For Immediate Release – Friday, March 11, 2005


Mary E. McCrank

Media Relations Officer

(585) 245-5516




 GENESEO, N.Y. – The State University of New York at Geneseo is launching an annual event this month to honor the memory of a true Geneseo legend, the late Rose M. Alent, SUNY Distinguished Teaching Professor of Comparative Literature.

The inaugural Rose Alent Faculty Lecture and Bash will be held at 4:15 p.m. on Wednesday, March 30. Distinguished Teaching Professor of History William R. Cook will deliver his lecture "Confessions of a History Geek" in the Alice Austin Theatre, Brodie Hall. Immediately following the lecture, a reception with food and refreshments will be held in the Mary Jemison Dining Center.

All members of the college and local communities are invited to attend the lecture and the reception, said President Christopher C. Dahl. The President’s Office and the Geneseo Foundation are sponsoring the event, which Dahl said, "promises to be a day to remember for Geneseo.

"Rose Alent was one of Geneseo’s most dedicated and beloved faculty members for more than 40 years, and her impact on our college and all those privileged to have known her as students, colleagues, or friends was enormous," he said.

Known fondly to many as Geneseo’s Rose, Alent passed away in March 1997 at the age of 74. Following her death, many alumni and friends whose lives were touched by Rose made contributions to the Geneseo Foundation to establish an endowment fund in her name.

A native of Bruhl, Germany, Alent developed the first French and German language courses at Geneseo and was instrumental in establishing a foreign languages department at the college. She was extremely dedicated to the college and her students, and frequently hosted them for informal discussions and meals and snacks in her home. She also led popular annual tours to European countries for groups of alumni, community residents and friends. Alent earned prestigious awards from the French and German governments for excellence in teaching and publishing.

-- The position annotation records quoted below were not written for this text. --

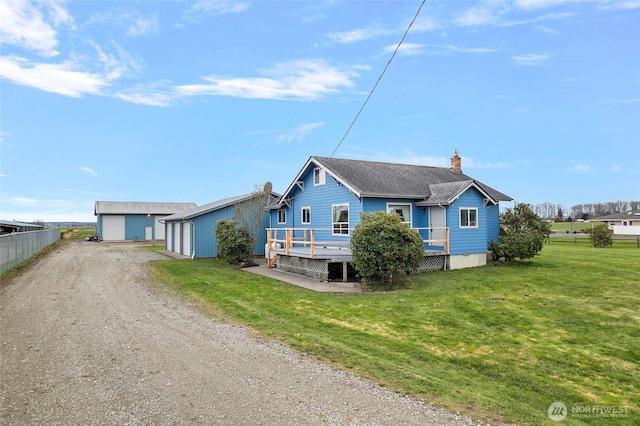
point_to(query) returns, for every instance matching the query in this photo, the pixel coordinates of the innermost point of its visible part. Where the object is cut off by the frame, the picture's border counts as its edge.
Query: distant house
(127, 220)
(311, 225)
(621, 223)
(192, 232)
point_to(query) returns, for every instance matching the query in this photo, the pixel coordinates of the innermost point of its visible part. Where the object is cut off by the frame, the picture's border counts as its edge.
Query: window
(402, 210)
(282, 216)
(468, 218)
(319, 177)
(340, 219)
(306, 215)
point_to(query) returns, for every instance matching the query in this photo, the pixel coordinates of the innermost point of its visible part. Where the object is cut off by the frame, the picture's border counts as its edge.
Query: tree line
(557, 212)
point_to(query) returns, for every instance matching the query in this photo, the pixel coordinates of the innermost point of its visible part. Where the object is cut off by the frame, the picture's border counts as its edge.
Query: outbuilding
(192, 232)
(129, 221)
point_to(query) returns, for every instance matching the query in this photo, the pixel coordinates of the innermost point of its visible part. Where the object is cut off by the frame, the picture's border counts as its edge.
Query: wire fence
(622, 242)
(17, 247)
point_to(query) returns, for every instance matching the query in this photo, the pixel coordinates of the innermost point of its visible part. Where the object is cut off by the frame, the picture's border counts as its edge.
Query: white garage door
(159, 229)
(113, 228)
(176, 237)
(169, 228)
(186, 239)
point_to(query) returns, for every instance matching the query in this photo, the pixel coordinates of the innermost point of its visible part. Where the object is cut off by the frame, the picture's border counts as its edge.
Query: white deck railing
(288, 238)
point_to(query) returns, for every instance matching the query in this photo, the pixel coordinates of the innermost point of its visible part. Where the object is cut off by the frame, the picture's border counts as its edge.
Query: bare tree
(250, 213)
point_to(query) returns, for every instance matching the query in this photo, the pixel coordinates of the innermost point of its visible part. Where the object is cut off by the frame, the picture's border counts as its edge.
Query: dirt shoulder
(83, 340)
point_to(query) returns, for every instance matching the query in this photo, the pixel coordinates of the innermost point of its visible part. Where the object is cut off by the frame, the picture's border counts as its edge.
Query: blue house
(192, 232)
(311, 224)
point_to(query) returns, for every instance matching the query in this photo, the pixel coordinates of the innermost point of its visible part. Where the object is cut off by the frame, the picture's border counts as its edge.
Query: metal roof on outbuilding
(216, 205)
(133, 207)
(11, 223)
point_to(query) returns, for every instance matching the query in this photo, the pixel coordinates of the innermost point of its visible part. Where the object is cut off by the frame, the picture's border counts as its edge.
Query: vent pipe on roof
(456, 162)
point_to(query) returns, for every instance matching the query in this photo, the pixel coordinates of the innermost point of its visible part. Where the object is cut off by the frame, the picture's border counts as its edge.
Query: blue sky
(194, 101)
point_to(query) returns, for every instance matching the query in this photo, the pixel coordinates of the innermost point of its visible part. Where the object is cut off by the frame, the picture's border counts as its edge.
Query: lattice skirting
(432, 263)
(314, 268)
(319, 268)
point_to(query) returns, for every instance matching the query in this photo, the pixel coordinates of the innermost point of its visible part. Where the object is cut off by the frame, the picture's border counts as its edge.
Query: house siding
(134, 226)
(320, 198)
(493, 223)
(467, 240)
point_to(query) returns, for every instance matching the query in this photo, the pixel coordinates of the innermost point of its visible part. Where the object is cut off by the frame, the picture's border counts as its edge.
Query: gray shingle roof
(134, 207)
(378, 179)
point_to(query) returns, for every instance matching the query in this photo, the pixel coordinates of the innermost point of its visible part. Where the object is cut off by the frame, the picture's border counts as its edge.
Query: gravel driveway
(85, 341)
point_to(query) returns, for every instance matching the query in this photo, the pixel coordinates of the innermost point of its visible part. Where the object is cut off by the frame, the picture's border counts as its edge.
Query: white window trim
(468, 209)
(302, 215)
(284, 213)
(322, 177)
(408, 222)
(333, 231)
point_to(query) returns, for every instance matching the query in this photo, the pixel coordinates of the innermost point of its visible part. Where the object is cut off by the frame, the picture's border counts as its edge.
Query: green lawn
(499, 342)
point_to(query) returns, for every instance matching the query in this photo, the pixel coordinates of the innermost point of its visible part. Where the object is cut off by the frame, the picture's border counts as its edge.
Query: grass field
(500, 342)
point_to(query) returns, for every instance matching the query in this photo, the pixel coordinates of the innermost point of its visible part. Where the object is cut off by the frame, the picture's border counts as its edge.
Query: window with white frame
(469, 217)
(282, 216)
(402, 210)
(340, 219)
(306, 215)
(319, 176)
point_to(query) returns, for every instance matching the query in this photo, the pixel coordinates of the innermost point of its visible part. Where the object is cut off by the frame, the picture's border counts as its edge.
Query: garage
(135, 221)
(113, 228)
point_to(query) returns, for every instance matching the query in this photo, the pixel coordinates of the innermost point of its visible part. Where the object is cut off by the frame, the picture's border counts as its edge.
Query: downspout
(193, 240)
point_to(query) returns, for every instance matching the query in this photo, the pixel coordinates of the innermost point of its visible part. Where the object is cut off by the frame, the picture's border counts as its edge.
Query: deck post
(312, 233)
(448, 242)
(269, 243)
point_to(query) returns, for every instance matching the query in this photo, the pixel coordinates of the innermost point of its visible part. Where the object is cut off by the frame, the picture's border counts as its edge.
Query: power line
(379, 78)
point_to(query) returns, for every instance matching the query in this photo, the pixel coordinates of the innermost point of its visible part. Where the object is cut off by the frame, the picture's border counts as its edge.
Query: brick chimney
(456, 163)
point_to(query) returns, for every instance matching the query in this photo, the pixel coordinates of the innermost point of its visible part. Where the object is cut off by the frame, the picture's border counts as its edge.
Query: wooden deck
(333, 254)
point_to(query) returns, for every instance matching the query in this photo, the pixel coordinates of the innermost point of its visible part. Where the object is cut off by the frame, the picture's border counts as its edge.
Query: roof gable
(392, 180)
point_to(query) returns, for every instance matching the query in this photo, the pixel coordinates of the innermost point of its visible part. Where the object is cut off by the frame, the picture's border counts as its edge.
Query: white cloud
(298, 133)
(301, 80)
(580, 168)
(476, 16)
(144, 96)
(421, 24)
(214, 8)
(540, 4)
(64, 78)
(354, 36)
(23, 201)
(88, 171)
(531, 59)
(32, 25)
(115, 65)
(410, 49)
(133, 21)
(434, 49)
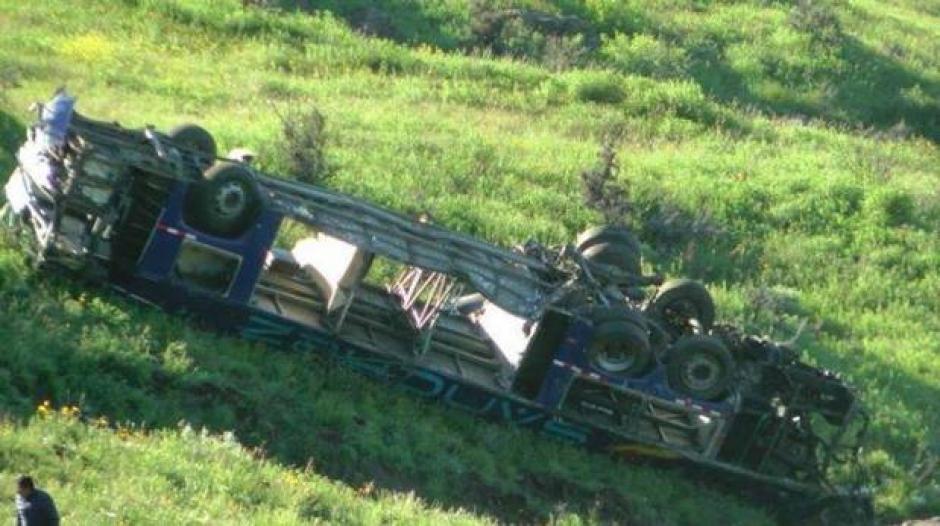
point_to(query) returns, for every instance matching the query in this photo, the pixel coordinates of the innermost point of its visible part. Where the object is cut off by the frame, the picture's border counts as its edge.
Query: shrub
(603, 89)
(600, 191)
(890, 207)
(557, 41)
(644, 55)
(304, 136)
(817, 18)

Alent once said, "A good teacher must be an eclectic. I borrowed techniques from beloved and admired teachers and I avoided those of educators who bored or annoyed me."

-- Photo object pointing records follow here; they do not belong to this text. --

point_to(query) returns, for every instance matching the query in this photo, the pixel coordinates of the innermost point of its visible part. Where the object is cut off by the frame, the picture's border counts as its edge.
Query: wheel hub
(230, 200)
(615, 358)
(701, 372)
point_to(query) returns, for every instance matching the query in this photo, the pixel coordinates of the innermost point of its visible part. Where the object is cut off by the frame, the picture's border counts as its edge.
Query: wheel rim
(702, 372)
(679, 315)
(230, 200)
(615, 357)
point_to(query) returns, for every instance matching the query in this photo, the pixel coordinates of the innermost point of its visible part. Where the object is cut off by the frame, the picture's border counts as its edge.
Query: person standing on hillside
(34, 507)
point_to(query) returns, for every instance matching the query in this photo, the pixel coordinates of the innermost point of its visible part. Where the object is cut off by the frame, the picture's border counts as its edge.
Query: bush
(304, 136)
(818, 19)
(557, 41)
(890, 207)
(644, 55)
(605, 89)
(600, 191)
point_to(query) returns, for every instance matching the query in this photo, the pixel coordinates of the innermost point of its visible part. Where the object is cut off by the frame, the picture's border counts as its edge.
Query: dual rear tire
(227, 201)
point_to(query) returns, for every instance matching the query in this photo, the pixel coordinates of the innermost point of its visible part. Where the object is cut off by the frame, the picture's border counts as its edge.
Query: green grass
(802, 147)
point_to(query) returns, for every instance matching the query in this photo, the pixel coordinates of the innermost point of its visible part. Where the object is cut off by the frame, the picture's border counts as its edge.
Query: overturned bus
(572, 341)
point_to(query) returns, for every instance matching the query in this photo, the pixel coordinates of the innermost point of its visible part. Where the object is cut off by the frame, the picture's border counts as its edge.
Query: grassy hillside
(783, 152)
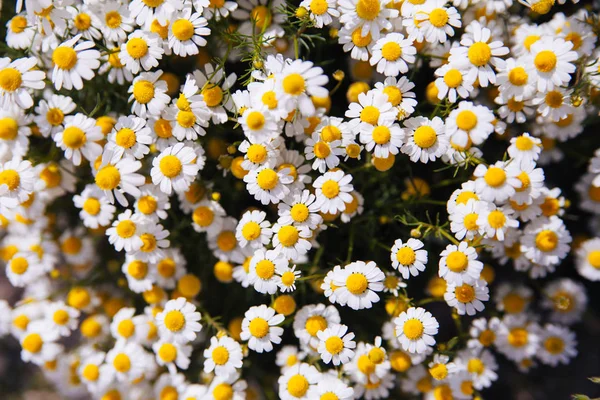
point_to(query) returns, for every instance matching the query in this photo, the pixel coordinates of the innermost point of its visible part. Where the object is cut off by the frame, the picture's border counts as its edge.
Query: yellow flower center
(33, 343)
(334, 345)
(457, 261)
(554, 345)
(170, 166)
(19, 265)
(174, 321)
(297, 385)
(406, 256)
(60, 317)
(122, 363)
(294, 84)
(108, 178)
(213, 95)
(255, 120)
(518, 337)
(10, 79)
(425, 136)
(74, 137)
(381, 135)
(479, 54)
(438, 17)
(391, 51)
(143, 92)
(357, 283)
(359, 40)
(265, 269)
(368, 9)
(546, 240)
(330, 189)
(495, 177)
(10, 178)
(64, 57)
(288, 235)
(413, 329)
(259, 327)
(267, 179)
(545, 61)
(137, 48)
(464, 293)
(315, 324)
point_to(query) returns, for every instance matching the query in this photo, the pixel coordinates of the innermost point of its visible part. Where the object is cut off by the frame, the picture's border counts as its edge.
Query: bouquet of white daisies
(317, 200)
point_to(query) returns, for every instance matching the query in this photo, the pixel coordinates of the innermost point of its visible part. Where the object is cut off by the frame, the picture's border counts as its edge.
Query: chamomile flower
(179, 321)
(557, 345)
(117, 179)
(408, 258)
(148, 93)
(392, 54)
(224, 356)
(174, 168)
(74, 62)
(186, 31)
(425, 140)
(260, 329)
(467, 298)
(415, 329)
(459, 264)
(552, 62)
(16, 77)
(78, 138)
(141, 51)
(358, 283)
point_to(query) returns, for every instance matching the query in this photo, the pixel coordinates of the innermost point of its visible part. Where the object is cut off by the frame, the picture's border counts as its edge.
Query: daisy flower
(371, 16)
(453, 82)
(179, 321)
(224, 356)
(391, 54)
(325, 154)
(174, 169)
(149, 95)
(332, 190)
(291, 240)
(558, 345)
(141, 51)
(415, 329)
(469, 123)
(296, 82)
(262, 270)
(467, 298)
(78, 138)
(496, 182)
(16, 77)
(50, 113)
(336, 344)
(186, 31)
(130, 137)
(358, 283)
(552, 62)
(259, 328)
(425, 140)
(383, 139)
(478, 52)
(459, 264)
(268, 185)
(172, 354)
(120, 178)
(297, 382)
(73, 63)
(408, 258)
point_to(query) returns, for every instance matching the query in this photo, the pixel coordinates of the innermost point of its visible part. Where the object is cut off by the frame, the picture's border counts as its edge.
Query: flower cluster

"A group of Rose’s colleagues has been seeking an appropriate means to honor her memory and the idea of an annual lecture by an outstanding Geneseo faculty member, followed by a good party, seemed just right," said Dahl. "Webster’s defines bash as a festive social gathering, and Rose had a real fondness for such events, as all who knew her will attest. She also appreciated the value gained by bringing faculty and staff together to foster a strong sense of community. Geneseo’s first Rose Alent Faculty Lecture and Bash is intended to do just that."